Much of the book is about how he adapts to his changing environment, but more than that, how 'not only did he learn by experience but instincts long dead within him.  The domesticated generations fell from him in vague ways he remembered back to the youth of the breed....they came to him without effort or discovery as though they had been his always.'

I am sure that those who've studied this book will tell you that what happens to Buck along the way is a parallel of what might happen to man under such circumstances, too; well, that was how it seemed to me, anyway.  I am not a 'dog person', but I loved Buck and the dogs with whom he travelled.  He had masters who cared for him properly, and one horrible group who deserved all that happened to them, until he finally found his one true master.  The passages about the relationship between him and John Thornton were so, so touching, but what I loved most was the discovery of his 'race memory', how he dreamt of and somehow knew about times so long ago, etched into his DNA.

Of course, the call of the wild becomes stronger and stronger....  this is a wonderful book, not very long (I would have been happy if it had been three times the length), and I'd recommend it to anyone.  So now I've found another author whose books I will be working 'White Fang'!


3.5 out of 5 stars

5th century English historical fiction/Romance/YA

On Amazon UK HERE
On Goodreads 

Reviewed by me as part of Rosie Amber's Review Team 

This novel is British historical fiction set in the 5th Century, with many fictional characters and places.  At the beginning, Alden du Lac, once king of Cerniw (Cornwall, I believe), has been captured by the Saxons. 
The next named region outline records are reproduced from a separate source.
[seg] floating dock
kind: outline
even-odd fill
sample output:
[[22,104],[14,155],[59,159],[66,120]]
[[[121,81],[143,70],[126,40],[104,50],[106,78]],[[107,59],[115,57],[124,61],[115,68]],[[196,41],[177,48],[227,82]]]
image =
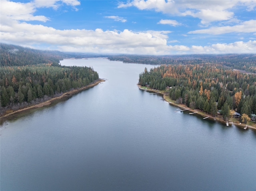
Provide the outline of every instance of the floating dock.
[[158,93],[159,93],[159,92],[156,92],[155,93],[151,93],[148,94],[158,94]]
[[189,113],[189,114],[194,114],[194,113],[198,113],[198,112],[197,111],[196,112],[194,112],[194,113]]
[[180,111],[187,111],[188,110],[190,110],[191,109],[184,109],[183,110],[180,110]]

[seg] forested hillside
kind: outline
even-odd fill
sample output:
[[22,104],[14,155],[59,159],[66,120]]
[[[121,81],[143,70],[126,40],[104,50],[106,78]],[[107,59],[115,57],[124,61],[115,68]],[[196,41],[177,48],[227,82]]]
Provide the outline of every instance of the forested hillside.
[[36,50],[3,43],[0,44],[0,53],[1,66],[58,64],[64,57],[68,57],[68,55],[58,51]]
[[0,53],[1,114],[8,109],[39,103],[99,79],[90,67],[60,66],[59,59],[64,54],[60,52],[5,45],[1,46]]
[[109,57],[110,60],[148,64],[220,64],[232,69],[256,73],[256,55],[192,55],[164,56],[123,55]]
[[[165,90],[172,99],[223,118],[236,111],[256,114],[256,75],[227,69],[220,64],[162,65],[139,75],[139,84]],[[231,111],[230,111],[231,110]]]

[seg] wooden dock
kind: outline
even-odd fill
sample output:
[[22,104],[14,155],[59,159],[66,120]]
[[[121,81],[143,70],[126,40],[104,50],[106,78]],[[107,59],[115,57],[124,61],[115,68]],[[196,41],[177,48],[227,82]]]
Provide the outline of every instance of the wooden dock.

I'd say this is definitely more of a book for teenagers/young adults, as the characters are of that age, and it's more of a historical (fantasy) romance than fiction about the historical period in time per se; the focus of the book is the relationship between Alden and his rebel Saxon saviour, Annis.  Although it's in two 'teen and young adult' categories on Amazon, the blurb does not make clear that it's aimed at this age group.  Note to publisher!

For the most part, it's well written (I found myself thinking 'oh good' when I started reading it), though there were a few instances of bad English that should have been picked up by a copy editor/proofreader.  But on the whole it's very well presented throughout. 

There's a fair bit of good atmospheric detail and the characters are sufficiently convincing, Annis being one of those great role models for girls, but I'd say it's for lovers of history based escapism (of which it is a good example) rather than the reader of serious histfic.  If you're a young reader of the former, I'm sure you'll love it!